Pour une péréquation régionale plus juste

 

B. LES PISTES D'ÉVOLUTION ENVISAGÉES PAR VOTRE RAPPORTEUR SPÉCIAL

1. Viser une péréquation plus ambitieuse

En premier lieu, la politique de péréquation régionale pourrait être plus ambitieuse. Cet objectif passe par une augmentation des dotations allouées à cette fin, mais comme le rappelle le rapport du comité présidé par M. Edouard Balladur : « en l'état des finances publiques, il n'est guère envisageable que l'effort de l'Etat en faveur des collectivités locales puisse être purement et simplement augmenté »28(*).

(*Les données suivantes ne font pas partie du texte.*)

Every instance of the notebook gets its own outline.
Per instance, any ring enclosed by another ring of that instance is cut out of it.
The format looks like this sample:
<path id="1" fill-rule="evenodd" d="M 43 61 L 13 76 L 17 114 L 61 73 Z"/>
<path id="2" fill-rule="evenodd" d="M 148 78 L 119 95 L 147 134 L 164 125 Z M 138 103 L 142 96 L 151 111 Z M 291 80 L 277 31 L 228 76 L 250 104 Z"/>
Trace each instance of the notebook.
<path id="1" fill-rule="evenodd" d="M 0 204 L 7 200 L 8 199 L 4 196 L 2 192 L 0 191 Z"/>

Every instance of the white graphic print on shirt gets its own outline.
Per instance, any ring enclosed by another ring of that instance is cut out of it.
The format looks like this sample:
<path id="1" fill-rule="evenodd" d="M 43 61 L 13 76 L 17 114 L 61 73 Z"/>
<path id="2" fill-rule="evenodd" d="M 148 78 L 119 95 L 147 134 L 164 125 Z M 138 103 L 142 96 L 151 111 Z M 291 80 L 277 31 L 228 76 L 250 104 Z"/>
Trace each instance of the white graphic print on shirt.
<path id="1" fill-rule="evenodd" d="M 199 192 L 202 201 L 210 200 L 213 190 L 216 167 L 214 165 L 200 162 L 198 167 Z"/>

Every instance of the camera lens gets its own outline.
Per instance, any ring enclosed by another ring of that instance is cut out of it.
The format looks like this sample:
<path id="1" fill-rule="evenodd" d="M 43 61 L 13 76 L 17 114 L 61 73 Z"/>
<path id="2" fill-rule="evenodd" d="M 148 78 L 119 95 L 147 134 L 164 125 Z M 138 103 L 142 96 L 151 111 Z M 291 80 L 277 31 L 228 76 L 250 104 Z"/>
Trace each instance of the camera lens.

Votre rapporteur spécial estime lui-aussi peu pertinent de proposer un accroissement pur et simple de la dépense publique au profit des politiques de péréquation, ce qui accentuerait le déficit du budget de l'Etat. Il ne saurait donc s'agir d'accroître dans l'absolu le montant des dotations de péréquation. En revanche, il apparaît souhaitable d'utiliser les marges qui demeurent, à enveloppe constante, en accélérant le rythme d'évolution de la part péréquation au sein de la DGF.

Cette exigence sera de plus en plus nécessaire si l'on souhaite soutenir les politiques de péréquation alors que la conjoncture économique risque d'impacter la croissance de la DGF (indexée sur l'inflation) et, d'abord, les marges de manoeuvre des régions les plus pauvres. Lors de son audition devant votre commission des finances, le mercredi 10 juin 2009, M. Gilles Carrez, président du comité des finances locales, a ainsi indiqué que le CFL avait jusqu'à maintenant pu affecter à la péréquation une part du surplus de la masse des dotations issu des règles de progression de la DGF. Mais il a ajouté que cette situation favorable ne se représentera plus dans les prochaines années.

Dans une logique de vases communicants qui n'engendre pas de nouvelles charges, la piste de l'accélération du rythme d'évolution de la part péréquation au sein de la DGF semble donc le seul levier utilisable dans les années à venir, compte-tenu des contraintes de plus en plus fortes en matière budgétaire.

En 2009, on rappelle que le CFL a utilisé 84 % du pouvoir d'évolution de la dotation forfaitaire. Ainsi, il pourrait à l'avenir descendre à 80 % ou à 75 %29(*) de manière à renforcer la péréquation régionale.

Cette incitation ne doit pas, à ce stade, prendre une forme contraignante : votre rapporteur spécial n'estime, en effet, pas nécessaire de remettre en cause la marge d'appréciation laissée au CFL et de fixer autoritairement un objectif annuel d'évolution des parts respectives de la dotation forfaitaire et de la dotation de péréquation.

* 28 Rapport du Comité pour la réforme des collectivités locales présidé par M. Edouard Balladur, mars 2009, p.26.

* 29 Votre rapporteur spécial rappelle que le bas de la fourchette se situe à un taux de 60 %. Fixer le taux de progression de la dotation forfaitaire à ce niveau conduirait, toutes choses étant égales par ailleurs, à une augmentation la plus forte possible de la dotation de péréquation.